So Matt Mullenweg just gave his annual State of the Word talk at WordCamp US this year and set the tone for where WordPress will be going in the next year. Due to the differences in timezone, I wasn’t able to watch the live stream of his talk but I managed to grab a recording of it by logging into my free WordCamp US live stream ticket. Thank you guys for allowing us to grab a free ticket to watch the live stream online.
Update: State of the Word 2017 is now available on WordPress.tv (embedded below).
In the state of the word talk, Matt Mullenweg highlights the accomplishments of the current year and sets the direction for the year ahead for WordPress. This year too Matt focussed on a variety of topics including growth in the number of WordPress events worldwide, WordPress Foundation, bug hunting, localization, launching of a new program, WordPress growth council, SSL, REST API, WP CLI and more importantly Gutenberg.
The state of the word talk began with a short poem by Amanda Giles on WordPress which was followed by Matt’s appreciation for her piece of work and a small thank you note by Matt to the sponsors of WordCamp US 2017 for making it possible to organize such a grand event yet affordable by many. It was followed by a self-introduction note by Matt and where he can be found online. He had many good things to say about Nashville too, especially the hot chicken.

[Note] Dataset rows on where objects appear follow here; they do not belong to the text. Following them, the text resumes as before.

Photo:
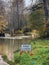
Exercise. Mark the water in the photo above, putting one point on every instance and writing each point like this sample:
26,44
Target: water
9,45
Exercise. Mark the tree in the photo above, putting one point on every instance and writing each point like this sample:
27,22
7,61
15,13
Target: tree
3,24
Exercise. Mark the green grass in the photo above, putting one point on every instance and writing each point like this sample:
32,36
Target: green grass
40,48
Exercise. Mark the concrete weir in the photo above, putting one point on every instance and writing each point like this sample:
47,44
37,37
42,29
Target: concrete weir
8,45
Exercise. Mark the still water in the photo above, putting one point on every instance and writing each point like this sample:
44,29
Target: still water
9,45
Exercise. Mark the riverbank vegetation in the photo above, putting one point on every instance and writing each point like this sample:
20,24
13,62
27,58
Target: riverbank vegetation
39,55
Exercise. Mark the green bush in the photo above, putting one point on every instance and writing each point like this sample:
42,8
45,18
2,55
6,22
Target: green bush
5,58
17,58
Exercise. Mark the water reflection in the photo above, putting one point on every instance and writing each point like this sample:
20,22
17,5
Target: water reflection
9,46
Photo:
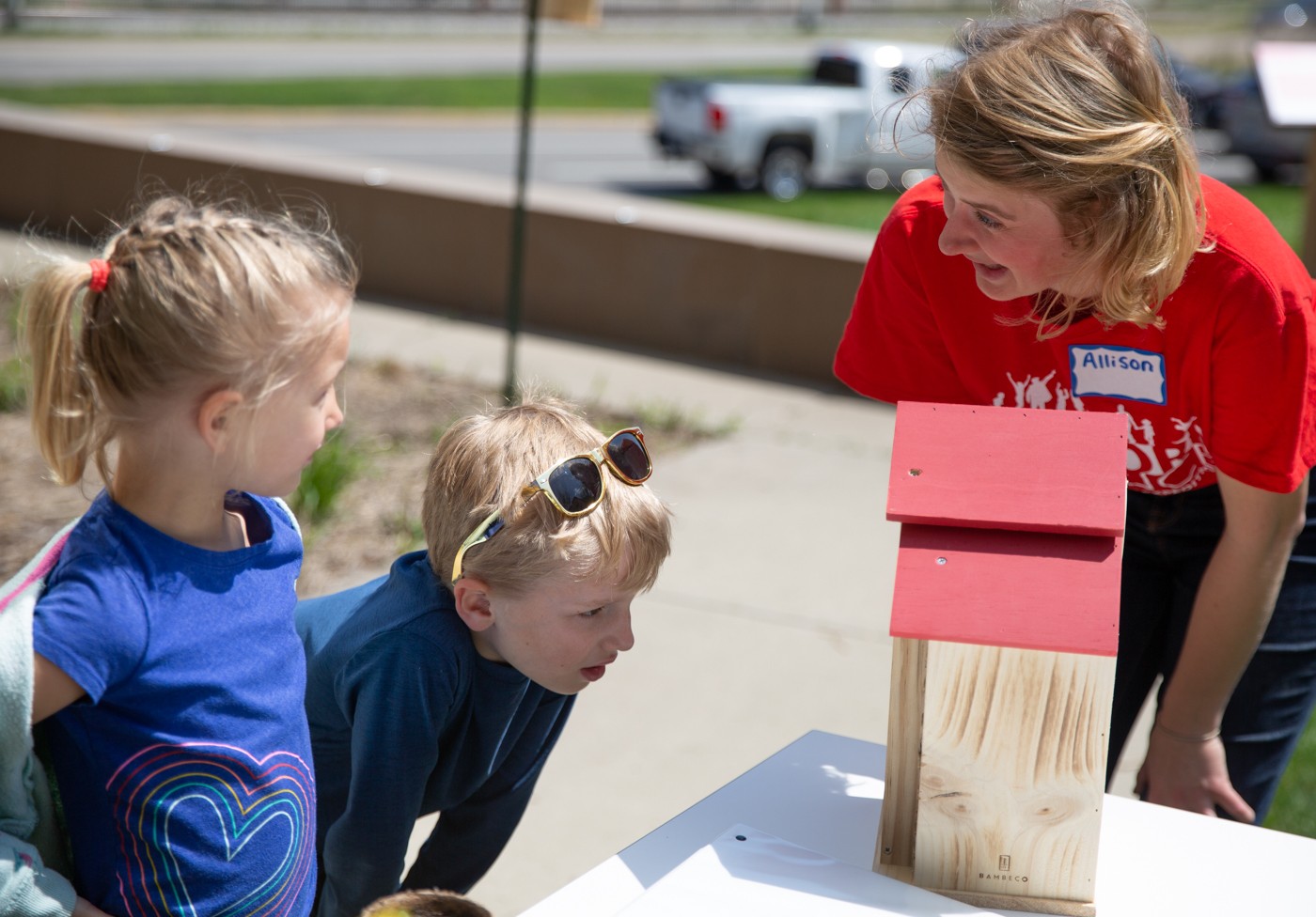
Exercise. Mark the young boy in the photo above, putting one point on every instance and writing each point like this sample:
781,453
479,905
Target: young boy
444,686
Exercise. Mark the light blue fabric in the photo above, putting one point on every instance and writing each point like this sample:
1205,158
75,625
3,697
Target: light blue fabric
186,771
29,887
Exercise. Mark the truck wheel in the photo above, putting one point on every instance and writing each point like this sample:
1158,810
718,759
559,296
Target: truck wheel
785,171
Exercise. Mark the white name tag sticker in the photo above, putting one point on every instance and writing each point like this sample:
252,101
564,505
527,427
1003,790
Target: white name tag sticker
1118,372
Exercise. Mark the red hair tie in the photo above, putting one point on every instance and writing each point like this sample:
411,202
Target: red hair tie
99,275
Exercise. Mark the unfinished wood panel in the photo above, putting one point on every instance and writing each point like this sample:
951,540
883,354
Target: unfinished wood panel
1010,469
904,726
1012,769
1009,588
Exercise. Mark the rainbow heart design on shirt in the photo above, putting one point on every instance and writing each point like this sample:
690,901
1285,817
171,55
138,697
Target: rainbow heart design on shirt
245,800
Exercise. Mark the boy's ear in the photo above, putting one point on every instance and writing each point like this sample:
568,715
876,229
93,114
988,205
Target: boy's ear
216,416
473,603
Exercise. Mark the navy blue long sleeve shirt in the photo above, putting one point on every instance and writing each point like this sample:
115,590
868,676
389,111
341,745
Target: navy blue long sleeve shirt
407,719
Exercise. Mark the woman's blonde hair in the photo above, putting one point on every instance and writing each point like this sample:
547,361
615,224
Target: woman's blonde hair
1078,109
484,462
213,295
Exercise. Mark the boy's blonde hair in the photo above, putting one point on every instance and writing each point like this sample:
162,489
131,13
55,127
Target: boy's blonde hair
424,903
197,295
484,462
1079,111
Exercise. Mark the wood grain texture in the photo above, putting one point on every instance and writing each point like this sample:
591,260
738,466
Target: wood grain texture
1061,472
1009,588
904,730
1012,769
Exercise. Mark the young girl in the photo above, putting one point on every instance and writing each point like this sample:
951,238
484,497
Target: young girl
203,348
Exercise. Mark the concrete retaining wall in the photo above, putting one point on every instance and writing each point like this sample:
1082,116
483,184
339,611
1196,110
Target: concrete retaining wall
746,292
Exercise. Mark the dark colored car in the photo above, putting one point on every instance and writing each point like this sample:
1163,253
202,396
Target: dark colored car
1278,153
1200,88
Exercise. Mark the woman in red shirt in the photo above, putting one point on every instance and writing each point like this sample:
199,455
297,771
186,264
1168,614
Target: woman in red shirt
1070,256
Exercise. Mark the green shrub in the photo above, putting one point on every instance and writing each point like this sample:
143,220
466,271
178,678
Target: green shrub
13,384
337,462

The Rise In WordPress Events Worldwide
In 2017 alone, there have been a total of 128 WordCamps organized in 48 countries worldwide. That is, a rise in 11.3% and 11.6% in the number of WordCamps organized and the number of countries in which they were held respectively.
More than 39,625 WordCamp tickets were sold worldwide, which is a 6.8% increase in numbers since the previous year.

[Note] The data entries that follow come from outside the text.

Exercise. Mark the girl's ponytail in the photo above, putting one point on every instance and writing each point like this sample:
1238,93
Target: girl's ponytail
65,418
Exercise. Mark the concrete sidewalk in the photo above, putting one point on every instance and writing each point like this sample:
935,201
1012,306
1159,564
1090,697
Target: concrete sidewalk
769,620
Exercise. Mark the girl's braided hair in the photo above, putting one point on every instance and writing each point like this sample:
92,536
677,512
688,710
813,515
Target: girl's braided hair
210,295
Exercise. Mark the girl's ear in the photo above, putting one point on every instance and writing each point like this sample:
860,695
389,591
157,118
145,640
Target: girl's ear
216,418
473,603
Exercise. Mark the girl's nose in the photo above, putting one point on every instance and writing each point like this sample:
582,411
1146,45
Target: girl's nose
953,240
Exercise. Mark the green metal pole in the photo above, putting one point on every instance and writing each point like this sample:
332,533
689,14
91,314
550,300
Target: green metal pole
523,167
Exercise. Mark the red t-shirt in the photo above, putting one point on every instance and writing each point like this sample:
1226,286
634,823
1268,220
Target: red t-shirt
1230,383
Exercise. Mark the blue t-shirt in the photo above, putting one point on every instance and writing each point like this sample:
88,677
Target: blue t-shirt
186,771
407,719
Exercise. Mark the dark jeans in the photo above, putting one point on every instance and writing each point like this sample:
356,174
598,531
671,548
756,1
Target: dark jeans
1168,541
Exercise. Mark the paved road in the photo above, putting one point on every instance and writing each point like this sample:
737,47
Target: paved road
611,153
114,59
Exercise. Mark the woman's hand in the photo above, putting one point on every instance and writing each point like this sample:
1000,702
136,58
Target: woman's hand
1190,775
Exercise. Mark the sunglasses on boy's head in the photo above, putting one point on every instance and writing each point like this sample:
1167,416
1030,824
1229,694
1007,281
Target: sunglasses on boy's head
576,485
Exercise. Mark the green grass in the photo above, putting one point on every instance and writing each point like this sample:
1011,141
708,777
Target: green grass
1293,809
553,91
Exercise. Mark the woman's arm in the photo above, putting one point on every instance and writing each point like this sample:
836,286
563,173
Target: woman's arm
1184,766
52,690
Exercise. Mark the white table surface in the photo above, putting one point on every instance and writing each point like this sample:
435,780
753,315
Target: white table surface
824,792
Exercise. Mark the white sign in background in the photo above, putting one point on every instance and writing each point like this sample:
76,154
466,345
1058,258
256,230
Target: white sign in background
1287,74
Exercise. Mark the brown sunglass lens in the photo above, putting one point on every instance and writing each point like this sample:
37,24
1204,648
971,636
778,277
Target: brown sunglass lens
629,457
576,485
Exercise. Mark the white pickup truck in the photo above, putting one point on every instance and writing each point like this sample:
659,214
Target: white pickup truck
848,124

More than 1008 organizers (33.9% 🡑), 2310 speakers (11.3% 🡑) and 1091 sponsors (3.6% 🡑) were involved in planning and organizing these WordCamps. Also, there were 4,379 WordPress meetups (42.9% 🡑) held in 73 countries (25.9% 🡑) with around 99, 301 attendees (64.9% 🡑) worldwide.
The rising numbers in user participation in these WordCamps and meetups can also be attributed to the ‘Nearby WordPress Events’ widget that was introduced in WordPress 4.8 (it can be found in your WordPress dashboard). It resulted in an increase of 31.6% in average monthly attendance in these WordPress events.

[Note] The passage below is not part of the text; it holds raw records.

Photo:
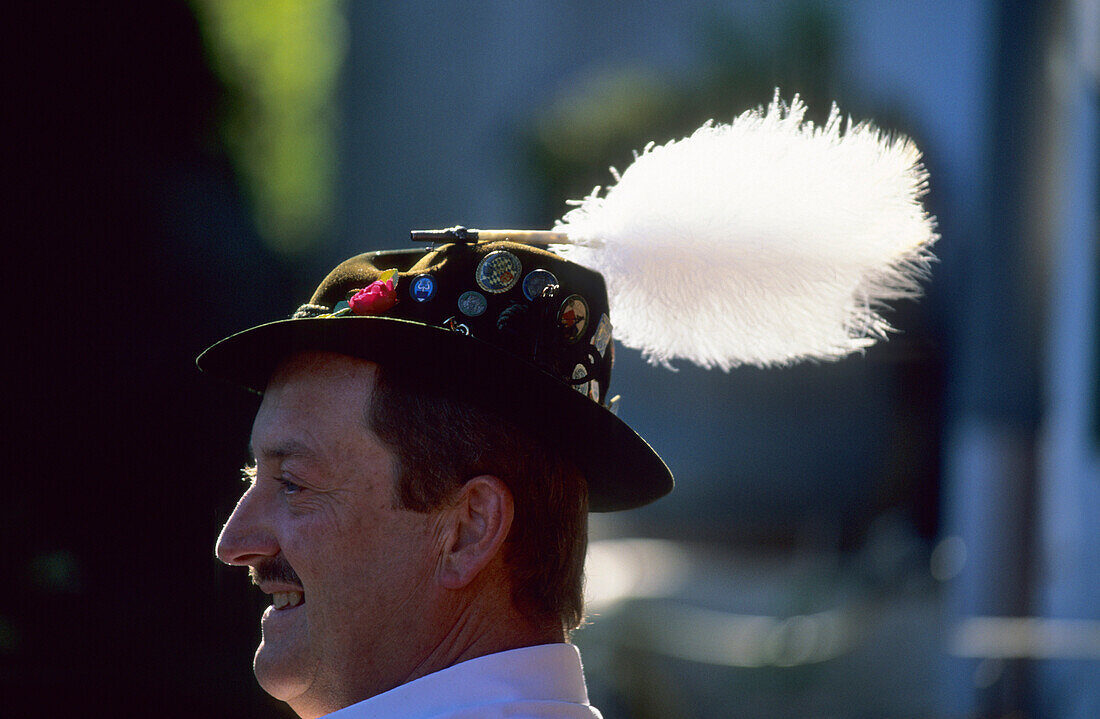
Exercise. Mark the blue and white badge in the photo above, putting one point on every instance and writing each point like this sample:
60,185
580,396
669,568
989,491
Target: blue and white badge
472,303
422,288
498,272
536,281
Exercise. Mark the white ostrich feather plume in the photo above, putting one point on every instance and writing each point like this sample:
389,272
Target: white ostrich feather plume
762,242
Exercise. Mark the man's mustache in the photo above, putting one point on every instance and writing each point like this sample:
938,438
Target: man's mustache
274,570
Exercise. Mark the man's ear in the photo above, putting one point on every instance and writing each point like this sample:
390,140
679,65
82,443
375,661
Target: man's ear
477,522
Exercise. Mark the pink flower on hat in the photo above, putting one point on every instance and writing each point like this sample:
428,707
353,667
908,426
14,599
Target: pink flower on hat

WordPress Foundation and WordCamps
Matt reiterated how both, the WordPress Foundation and WordCamps now operate under separate umbrellas to better manage the funds for organizing community events, scholarships, do_action hackathons and WordCamps separately.
do_action hackathons are community-organised events that are focussed on using WordPress to give deserving charitable organisations their own online presence. Each do_action event includes participants from the local WordPress community coming together to plan and build brand new websites for a number of local organisations in one day.
WordPress Foundation now features four donate buttons ranging from $10 to $1000 per year so that they can increase the diversity of donors. Though I don’t make my living from WordPress yet, it has given me far more than what I can imagine. It’s high time I give back to it!
Money raised by the WordPress Foundation will be used to ensure free access to supported software projects, protect the WordPress trademark, and fund a variety of programs. These programs are educational in nature and intended to increase understanding about WordPress, free software, and open source development.
WordPress is totally free to download and use by anyone but there are so many developers, designers, marketers & bloggers who spend endless hours on it – adding new features to it, finding and fixing bugs, developing new themes and plugins, promoting it to new markets, creating documentation, publishing free WordPress resources & guides, etc. You can do your part by making a small contribution to it. So, go ahead and donate now.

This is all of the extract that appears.